Close Encounters of the Civic Kind

"The U.S. government has no evidence that any life exists outside our planet, or that an extraterrestrial presence has contacted or engaged any member of the human race," the Obama Administration boldly stated Monday.

There is also "no credible information to suggest that any evidence [about extraterrestrials] is being hidden from the public's eye," said Phil Larson who works on space policy in the White House's Office of Science and Technology Policy.

Larson's statement came in response to two petitions on the White House's We the People online petition site demanding the administration "immediately disclose the government's knowledge of and communications with extraterrestrial beings" and "formally acknowledge an extraterrestrial presence engaging the human race."

We the People was generally praised as an innovation in citizen participation when it was launched, but has taken some flak since it first started issuing petition responses -- which it guaranteed for any petitions that topped 25,000 signatures. [The alien petitions received about 5,000 and 12,000 signatures each but were guaranteed a response under an earlier, lower threshold].

Some disappointed petitioners complained the responses weren't the thoughtful considerations from administration officials they'd been promised but rote restatements of government policy.

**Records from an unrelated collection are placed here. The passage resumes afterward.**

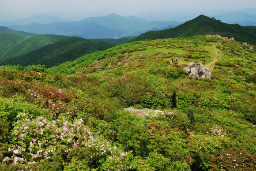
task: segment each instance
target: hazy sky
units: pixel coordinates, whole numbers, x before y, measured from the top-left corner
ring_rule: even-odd
[[[113,13],[139,16],[253,8],[256,8],[256,0],[0,0],[0,14],[15,15],[20,18],[24,14],[27,16],[48,14],[61,17],[60,14],[65,13],[64,18],[68,17],[67,14],[82,17]]]
[[[256,7],[255,0],[0,0],[1,13],[94,10],[113,7],[164,10],[236,9]]]

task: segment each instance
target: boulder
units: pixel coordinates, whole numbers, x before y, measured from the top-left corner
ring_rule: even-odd
[[[197,74],[198,71],[196,70],[196,69],[195,67],[193,67],[190,70],[190,73],[196,73]]]
[[[254,46],[250,46],[250,49],[253,50],[256,50],[256,47]]]
[[[189,77],[191,77],[193,78],[195,78],[196,77],[199,78],[198,74],[196,73],[190,73],[189,76]]]
[[[199,77],[201,77],[204,74],[206,74],[207,75],[208,75],[209,73],[211,73],[211,71],[209,70],[209,68],[206,67],[203,67],[199,70],[197,74],[198,74]]]
[[[183,71],[188,74],[190,74],[190,68],[187,67],[186,67],[185,68],[183,69]]]
[[[209,68],[203,67],[201,62],[199,62],[197,63],[194,62],[189,63],[188,66],[183,69],[183,71],[189,74],[189,77],[192,78],[197,77],[211,79],[211,73]]]
[[[201,62],[198,62],[197,63],[196,63],[196,67],[195,67],[198,72],[202,67],[203,67],[203,63],[202,63]]]
[[[188,67],[189,68],[189,69],[191,69],[191,68],[192,67],[196,67],[196,63],[195,63],[193,62],[190,62],[189,63],[188,63],[188,65],[187,67]]]
[[[202,74],[202,75],[201,75],[200,78],[204,79],[205,78],[205,75],[204,74]]]

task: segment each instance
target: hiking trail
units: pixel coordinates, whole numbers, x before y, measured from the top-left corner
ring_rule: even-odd
[[[208,65],[207,66],[207,67],[208,67],[208,68],[210,70],[210,71],[211,72],[212,72],[212,71],[213,70],[213,68],[214,68],[214,64],[215,64],[215,63],[217,62],[217,61],[219,58],[221,58],[221,56],[223,54],[222,51],[221,51],[220,50],[218,50],[219,54],[218,55],[218,49],[217,49],[216,45],[214,45],[213,47],[215,49],[215,55],[213,56],[213,60],[212,60],[212,61],[210,63],[209,63],[209,64],[208,64]],[[216,56],[217,56],[217,58]]]

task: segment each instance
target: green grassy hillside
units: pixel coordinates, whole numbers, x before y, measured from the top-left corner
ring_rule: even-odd
[[[145,33],[128,42],[216,34],[229,38],[233,37],[236,40],[256,45],[256,27],[228,24],[217,20],[214,21],[203,15],[173,29]]]
[[[25,67],[40,64],[50,67],[75,60],[85,54],[105,50],[114,46],[104,42],[94,42],[83,38],[73,37],[3,60],[0,62],[0,65],[7,63]]]
[[[95,42],[99,42],[100,41],[104,41],[110,44],[118,44],[120,43],[124,43],[126,41],[131,40],[134,37],[132,36],[126,36],[124,37],[120,38],[117,39],[89,39],[89,41],[94,41]]]
[[[8,28],[4,27],[3,26],[0,26],[0,33],[9,33],[11,34],[18,34],[26,37],[33,36],[37,34],[36,33],[27,33],[25,32],[24,31],[13,30],[12,30],[9,29]]]
[[[166,38],[0,67],[0,169],[256,170],[256,51],[242,44]],[[200,61],[211,79],[183,71]]]
[[[25,37],[9,33],[0,33],[0,60],[2,61],[56,43],[68,37],[65,36],[39,34]]]

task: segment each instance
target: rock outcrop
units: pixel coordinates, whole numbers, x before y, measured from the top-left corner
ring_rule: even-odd
[[[229,39],[228,38],[228,37],[222,37],[221,36],[220,36],[218,34],[215,34],[213,36],[211,35],[210,34],[208,34],[207,35],[207,37],[217,37],[219,39],[222,39],[223,40],[229,40],[230,41],[233,41],[233,42],[235,42],[235,38],[234,37],[230,37],[230,39]]]
[[[230,41],[233,41],[233,42],[235,42],[235,38],[234,37],[230,37]]]
[[[191,62],[184,69],[185,72],[189,74],[189,76],[193,78],[198,77],[201,78],[211,79],[211,73],[207,67],[203,67],[201,62],[197,63]]]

Many analysts, though, have encouraged petitioners to let the administration rack up more responses -- and responses to some less hot button issues -- before passing judgment.

The extraterrestrial petitions -- and the imminent response -- have been something of an elephant in the room, brought up in most high profile articles about the petition site, often as an example of the drawbacks of direct democracy.

Larson handled Monday's response artfully by most measures, denying a government conspiracy in just two short sentences before moving on to a measured and interesting discussion of the possibilities of life on other planets. A question that's being actively investigated by the NASA-launched but now privately funded Search for ExtraTerrestrial Intelligence project and the Kepler NASA spacecraft, he said.

"Many scientists and mathematicians have looked with a statistical mindset at the question of whether life likely exists beyond Earth," Larson wrote, "and have come to the conclusion that the odds are pretty high that somewhere among the trillions and trillions of stars in the universe there is a planet other than ours that is home to life."

However, he wrote, "many have also noted...that the odds of us making contact with any of them -- especially any intelligent ones -- are extremely small, given the distances involved."